However, upon his father's death, Milarepa's vicious aunt and uncle took control of the property, and made his mother, sister and himself work as slaves on the farm, without any compensation. As Milarepa approached adulthood, not only did his aunt and uncle deny his rights to the property, they claimed that these properties were repayment of debts owed by Milarepa's late father. Outraged and humiliated, Milarepa's mother sent him to learn powerful black magic to punish the traitors.
Milarepa soon mastered the dark power of destruction and killed many innocent people in his vengeful acts. The regret and remorse he felt after all these misdeeds prompted him to seek a righteous master to help purify the negative karmic afflictions created. Milarepa met a Nyingmapa master, Lama Rongtön, who gave him teachings on Dzogchen. But as Lama Rongtön saw Milarepa's past affinity with Marpa, he suggested Milarepa seek the guidance of Marpa who should be able to help him on his path to liberation.

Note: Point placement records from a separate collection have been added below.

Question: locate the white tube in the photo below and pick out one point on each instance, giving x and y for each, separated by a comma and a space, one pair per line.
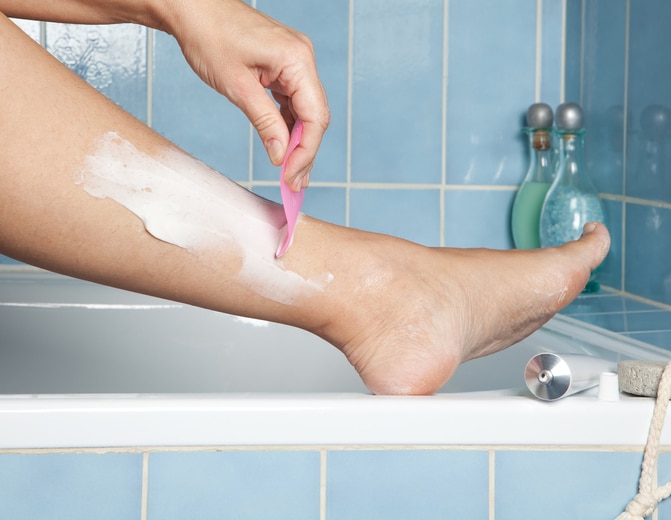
552, 376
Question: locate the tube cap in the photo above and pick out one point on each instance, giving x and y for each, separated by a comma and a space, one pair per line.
609, 388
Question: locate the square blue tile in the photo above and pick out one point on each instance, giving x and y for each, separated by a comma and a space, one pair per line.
327, 26
399, 485
111, 58
72, 486
491, 83
397, 91
556, 485
610, 271
196, 117
648, 250
649, 99
410, 214
254, 485
478, 218
603, 92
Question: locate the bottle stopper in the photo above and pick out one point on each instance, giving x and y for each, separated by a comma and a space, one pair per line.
569, 116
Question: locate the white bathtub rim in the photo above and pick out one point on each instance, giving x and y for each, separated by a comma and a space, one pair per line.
473, 419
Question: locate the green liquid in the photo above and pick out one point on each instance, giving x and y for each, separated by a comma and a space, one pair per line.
527, 214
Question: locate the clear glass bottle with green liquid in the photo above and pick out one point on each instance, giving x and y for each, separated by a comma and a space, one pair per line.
531, 194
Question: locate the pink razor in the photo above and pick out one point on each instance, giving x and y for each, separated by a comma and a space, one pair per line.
291, 200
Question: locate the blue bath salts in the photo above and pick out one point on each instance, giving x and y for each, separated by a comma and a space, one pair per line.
565, 211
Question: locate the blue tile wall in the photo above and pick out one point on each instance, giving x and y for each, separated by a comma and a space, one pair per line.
396, 485
536, 484
277, 485
72, 486
327, 483
397, 91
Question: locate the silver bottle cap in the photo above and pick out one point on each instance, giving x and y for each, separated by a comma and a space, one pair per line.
539, 115
569, 116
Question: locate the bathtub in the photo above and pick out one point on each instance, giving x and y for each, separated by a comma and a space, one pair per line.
86, 366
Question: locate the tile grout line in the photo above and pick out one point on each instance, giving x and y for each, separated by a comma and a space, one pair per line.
350, 88
150, 77
322, 484
443, 143
145, 485
492, 484
625, 124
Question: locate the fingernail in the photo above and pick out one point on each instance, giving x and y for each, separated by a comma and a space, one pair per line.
274, 151
588, 228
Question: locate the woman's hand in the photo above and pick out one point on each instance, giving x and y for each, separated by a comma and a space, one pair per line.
241, 52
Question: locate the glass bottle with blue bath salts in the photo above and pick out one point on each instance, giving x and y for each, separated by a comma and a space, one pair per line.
572, 201
529, 199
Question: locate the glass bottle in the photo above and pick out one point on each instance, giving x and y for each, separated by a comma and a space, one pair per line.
529, 199
572, 201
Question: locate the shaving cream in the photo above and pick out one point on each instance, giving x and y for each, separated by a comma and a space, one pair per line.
184, 202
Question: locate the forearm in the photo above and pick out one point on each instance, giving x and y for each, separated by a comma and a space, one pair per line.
151, 13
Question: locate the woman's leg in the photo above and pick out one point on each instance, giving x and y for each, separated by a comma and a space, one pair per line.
87, 190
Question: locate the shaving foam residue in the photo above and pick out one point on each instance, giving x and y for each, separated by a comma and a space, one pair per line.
184, 202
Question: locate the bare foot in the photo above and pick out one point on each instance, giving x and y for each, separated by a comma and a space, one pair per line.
425, 314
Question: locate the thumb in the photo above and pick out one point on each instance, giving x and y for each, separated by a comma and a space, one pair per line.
263, 113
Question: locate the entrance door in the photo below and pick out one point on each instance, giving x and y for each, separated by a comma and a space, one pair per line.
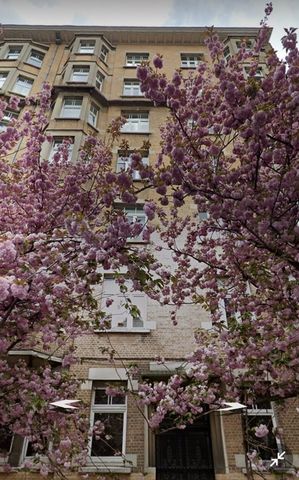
185, 454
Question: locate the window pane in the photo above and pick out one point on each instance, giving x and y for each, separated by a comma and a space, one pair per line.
13, 52
23, 86
71, 107
87, 46
80, 74
36, 58
99, 80
5, 440
265, 446
3, 76
100, 397
134, 59
113, 427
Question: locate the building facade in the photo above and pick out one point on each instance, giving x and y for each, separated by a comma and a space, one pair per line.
93, 72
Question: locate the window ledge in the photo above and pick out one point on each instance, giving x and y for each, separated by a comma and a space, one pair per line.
31, 65
135, 133
108, 468
124, 330
132, 96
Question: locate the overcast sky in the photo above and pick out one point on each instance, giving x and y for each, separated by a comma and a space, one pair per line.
221, 13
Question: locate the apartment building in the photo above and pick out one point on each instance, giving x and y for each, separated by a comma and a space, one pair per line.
93, 72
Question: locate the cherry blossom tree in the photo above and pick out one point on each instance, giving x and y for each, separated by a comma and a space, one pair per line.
230, 149
58, 229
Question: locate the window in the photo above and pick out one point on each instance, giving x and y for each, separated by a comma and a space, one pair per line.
136, 122
135, 59
226, 53
191, 60
93, 115
80, 74
118, 313
247, 43
267, 446
13, 52
258, 73
87, 46
132, 88
36, 58
71, 107
104, 53
23, 85
3, 77
57, 145
6, 439
6, 119
136, 215
124, 162
112, 411
99, 80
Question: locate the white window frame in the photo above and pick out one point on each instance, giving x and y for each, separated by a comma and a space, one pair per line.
73, 108
93, 115
20, 83
99, 80
57, 143
3, 78
108, 408
137, 122
255, 411
32, 58
13, 56
227, 53
6, 119
104, 53
123, 163
191, 60
87, 47
132, 88
120, 318
80, 73
136, 59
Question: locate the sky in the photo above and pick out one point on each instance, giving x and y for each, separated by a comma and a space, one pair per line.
220, 13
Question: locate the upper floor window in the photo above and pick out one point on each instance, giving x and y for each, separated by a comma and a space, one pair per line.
124, 163
6, 119
87, 46
80, 74
226, 53
23, 85
268, 445
191, 60
128, 309
136, 122
258, 72
111, 411
135, 59
13, 52
247, 44
71, 107
104, 53
3, 77
93, 115
99, 80
57, 150
36, 58
132, 88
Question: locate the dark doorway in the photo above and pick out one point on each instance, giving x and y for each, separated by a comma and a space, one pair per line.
185, 454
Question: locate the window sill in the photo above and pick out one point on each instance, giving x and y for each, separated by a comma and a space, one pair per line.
135, 133
124, 330
31, 65
108, 468
132, 96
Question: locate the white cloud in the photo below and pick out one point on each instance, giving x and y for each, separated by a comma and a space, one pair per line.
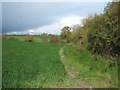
54, 28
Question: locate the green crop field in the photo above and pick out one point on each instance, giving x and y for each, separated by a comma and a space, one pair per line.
33, 65
54, 65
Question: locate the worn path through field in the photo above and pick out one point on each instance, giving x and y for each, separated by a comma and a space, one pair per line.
75, 83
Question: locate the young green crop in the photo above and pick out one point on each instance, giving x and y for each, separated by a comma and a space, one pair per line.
28, 64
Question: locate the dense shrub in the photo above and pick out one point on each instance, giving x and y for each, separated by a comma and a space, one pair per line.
29, 38
104, 35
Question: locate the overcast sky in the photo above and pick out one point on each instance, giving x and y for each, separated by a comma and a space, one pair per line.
45, 17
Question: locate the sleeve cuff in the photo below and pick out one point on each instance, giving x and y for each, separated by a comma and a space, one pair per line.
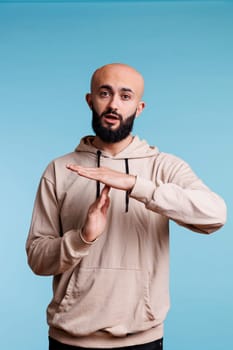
143, 190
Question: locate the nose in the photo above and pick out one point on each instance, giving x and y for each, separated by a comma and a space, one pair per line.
114, 102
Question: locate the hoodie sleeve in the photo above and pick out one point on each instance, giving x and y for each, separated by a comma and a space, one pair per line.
48, 252
177, 193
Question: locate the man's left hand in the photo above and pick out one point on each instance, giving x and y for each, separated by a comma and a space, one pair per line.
107, 176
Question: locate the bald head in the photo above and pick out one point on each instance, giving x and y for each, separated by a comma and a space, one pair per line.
120, 74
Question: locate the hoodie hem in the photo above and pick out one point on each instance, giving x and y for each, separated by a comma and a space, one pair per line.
106, 340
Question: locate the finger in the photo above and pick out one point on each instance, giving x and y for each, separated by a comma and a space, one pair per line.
103, 197
73, 167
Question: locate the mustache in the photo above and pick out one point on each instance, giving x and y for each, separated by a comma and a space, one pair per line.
113, 113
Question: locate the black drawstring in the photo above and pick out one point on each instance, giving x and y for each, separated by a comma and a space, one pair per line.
98, 183
126, 193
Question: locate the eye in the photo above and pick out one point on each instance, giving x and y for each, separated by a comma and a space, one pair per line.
125, 97
104, 93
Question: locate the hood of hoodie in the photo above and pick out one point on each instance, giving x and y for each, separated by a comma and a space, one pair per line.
136, 149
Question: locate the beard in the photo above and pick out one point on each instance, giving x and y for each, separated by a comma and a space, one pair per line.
108, 135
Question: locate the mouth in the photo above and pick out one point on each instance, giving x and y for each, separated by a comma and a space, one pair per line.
110, 118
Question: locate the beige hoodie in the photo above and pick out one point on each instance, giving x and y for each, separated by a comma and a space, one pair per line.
114, 292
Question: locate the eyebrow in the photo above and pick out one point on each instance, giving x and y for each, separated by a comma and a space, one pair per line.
109, 87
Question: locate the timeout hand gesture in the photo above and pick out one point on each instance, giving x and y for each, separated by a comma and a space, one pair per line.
107, 176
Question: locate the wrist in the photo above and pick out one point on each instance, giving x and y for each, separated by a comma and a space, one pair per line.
85, 240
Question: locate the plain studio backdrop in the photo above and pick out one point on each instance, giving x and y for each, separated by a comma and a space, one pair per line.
184, 49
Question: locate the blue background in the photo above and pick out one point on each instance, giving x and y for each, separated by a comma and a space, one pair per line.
48, 52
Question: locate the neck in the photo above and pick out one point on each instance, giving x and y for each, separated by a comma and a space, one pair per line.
112, 148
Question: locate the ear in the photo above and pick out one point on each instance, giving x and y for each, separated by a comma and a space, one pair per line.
140, 108
89, 100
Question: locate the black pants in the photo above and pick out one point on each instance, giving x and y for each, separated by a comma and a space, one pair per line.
155, 345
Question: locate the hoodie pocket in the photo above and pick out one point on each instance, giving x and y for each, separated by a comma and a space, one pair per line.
114, 300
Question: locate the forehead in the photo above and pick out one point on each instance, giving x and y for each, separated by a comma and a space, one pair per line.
118, 77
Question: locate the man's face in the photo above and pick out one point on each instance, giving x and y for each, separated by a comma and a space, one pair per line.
105, 131
115, 102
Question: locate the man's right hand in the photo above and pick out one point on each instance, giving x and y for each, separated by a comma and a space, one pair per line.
97, 216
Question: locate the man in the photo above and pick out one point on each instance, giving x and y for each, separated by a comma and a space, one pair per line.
100, 225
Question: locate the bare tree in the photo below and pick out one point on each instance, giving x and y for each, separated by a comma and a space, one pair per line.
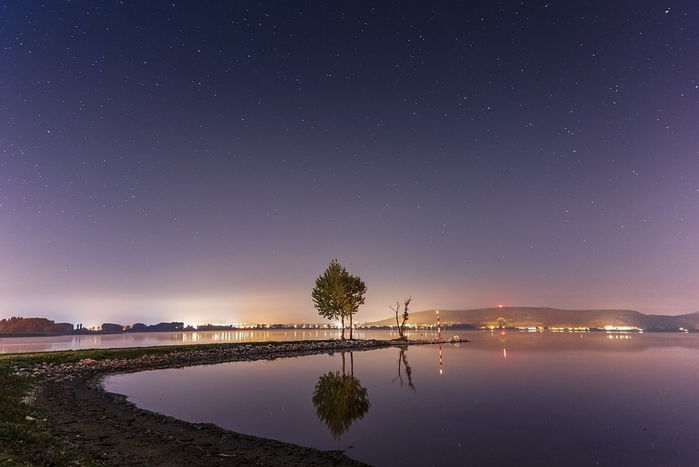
401, 324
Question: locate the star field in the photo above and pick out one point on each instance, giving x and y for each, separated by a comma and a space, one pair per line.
204, 161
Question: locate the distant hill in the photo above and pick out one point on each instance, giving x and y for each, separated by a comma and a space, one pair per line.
549, 318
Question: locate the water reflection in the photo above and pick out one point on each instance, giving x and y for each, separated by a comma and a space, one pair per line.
403, 363
340, 399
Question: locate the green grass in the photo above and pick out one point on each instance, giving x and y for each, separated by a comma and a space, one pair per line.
26, 442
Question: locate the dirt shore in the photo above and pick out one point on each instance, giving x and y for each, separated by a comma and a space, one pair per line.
73, 407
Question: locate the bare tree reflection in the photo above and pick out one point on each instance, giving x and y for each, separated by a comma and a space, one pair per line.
340, 399
403, 362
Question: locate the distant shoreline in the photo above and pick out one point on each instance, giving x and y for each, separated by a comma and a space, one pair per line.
69, 410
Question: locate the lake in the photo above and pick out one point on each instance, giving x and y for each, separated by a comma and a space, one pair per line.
506, 398
147, 339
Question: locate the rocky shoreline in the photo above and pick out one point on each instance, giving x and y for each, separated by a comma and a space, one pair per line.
71, 404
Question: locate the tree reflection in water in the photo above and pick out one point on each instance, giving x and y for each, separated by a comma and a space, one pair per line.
340, 399
403, 362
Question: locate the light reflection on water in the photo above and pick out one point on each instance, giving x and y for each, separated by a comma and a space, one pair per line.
503, 399
145, 339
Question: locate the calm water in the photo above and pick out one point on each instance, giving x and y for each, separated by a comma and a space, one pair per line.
145, 339
503, 399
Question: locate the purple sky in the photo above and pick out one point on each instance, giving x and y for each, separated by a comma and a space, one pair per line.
204, 161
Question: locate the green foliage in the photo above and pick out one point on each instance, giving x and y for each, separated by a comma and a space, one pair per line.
27, 442
338, 294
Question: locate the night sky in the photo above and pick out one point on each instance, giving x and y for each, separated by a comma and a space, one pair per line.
203, 161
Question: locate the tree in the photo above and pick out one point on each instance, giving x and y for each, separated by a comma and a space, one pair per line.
401, 324
355, 289
337, 294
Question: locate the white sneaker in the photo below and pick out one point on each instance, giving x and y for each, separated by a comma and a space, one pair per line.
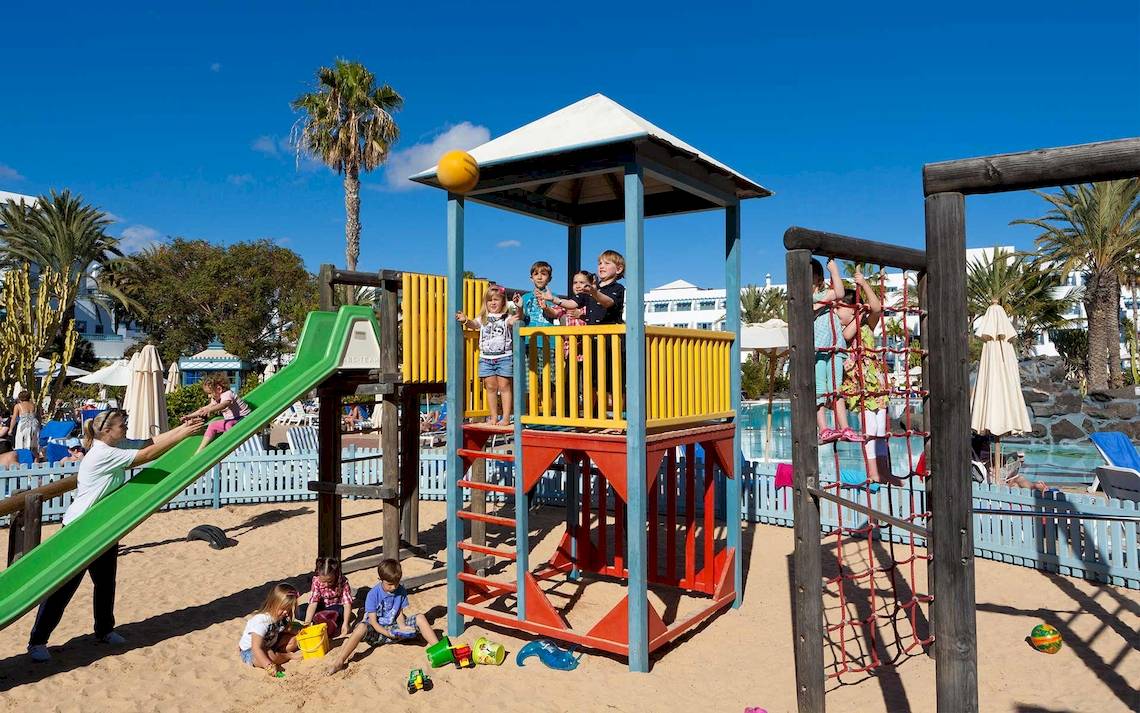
114, 638
39, 654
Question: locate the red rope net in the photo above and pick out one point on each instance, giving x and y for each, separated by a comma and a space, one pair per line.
874, 586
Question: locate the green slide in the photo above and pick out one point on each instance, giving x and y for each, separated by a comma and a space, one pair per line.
331, 341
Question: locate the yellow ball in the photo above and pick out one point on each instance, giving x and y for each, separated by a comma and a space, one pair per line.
457, 171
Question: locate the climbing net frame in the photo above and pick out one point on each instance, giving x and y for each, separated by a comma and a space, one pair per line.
869, 605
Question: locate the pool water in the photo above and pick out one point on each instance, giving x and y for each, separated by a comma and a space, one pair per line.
1052, 463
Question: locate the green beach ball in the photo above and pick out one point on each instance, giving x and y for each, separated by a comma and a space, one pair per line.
1045, 639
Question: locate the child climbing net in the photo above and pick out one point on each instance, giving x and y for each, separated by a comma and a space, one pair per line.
874, 583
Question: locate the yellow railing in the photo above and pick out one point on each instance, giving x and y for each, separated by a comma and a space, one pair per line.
423, 334
686, 375
575, 377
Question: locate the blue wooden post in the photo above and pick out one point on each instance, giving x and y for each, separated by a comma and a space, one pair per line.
455, 410
635, 419
732, 324
573, 264
521, 500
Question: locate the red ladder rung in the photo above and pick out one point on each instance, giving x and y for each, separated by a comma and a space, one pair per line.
491, 584
486, 454
494, 552
490, 487
490, 519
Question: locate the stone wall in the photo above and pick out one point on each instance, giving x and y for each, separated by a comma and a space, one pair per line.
1061, 414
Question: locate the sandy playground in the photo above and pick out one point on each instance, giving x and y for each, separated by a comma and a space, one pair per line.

In an effort to purify Milarepa's negative karma, the great master Marpa put Milarepa through a series of difficult tasks before giving him any proper instruction on practice. Milarepa single-handedly built one round building in the east, one building in the shape of a half-moon in the west, a triangular building in the north, and a square building in the south. But before any one of them was totally completed, Marpa ordered it be demolished and another to be built in another direction. Finally, after Milarepa completed the construction of another nine-storey building according to Marpa's instructions, Marpa officially began to impart all the teachings to Milarepa, whom he considered as his heart-son.
Milarepa practiced with deep-rooted devotion, great renunciation, and willingness to endure hardship. He became the foremost wandering yogi of his time and attained enlightenment in one lifetime. Gampopa and Rechungpa were two of his most renowned disciples, the former was likened to the sun, and the latter, to the moon. Gampopa was the chosen one to continue the lineage after Milarepa.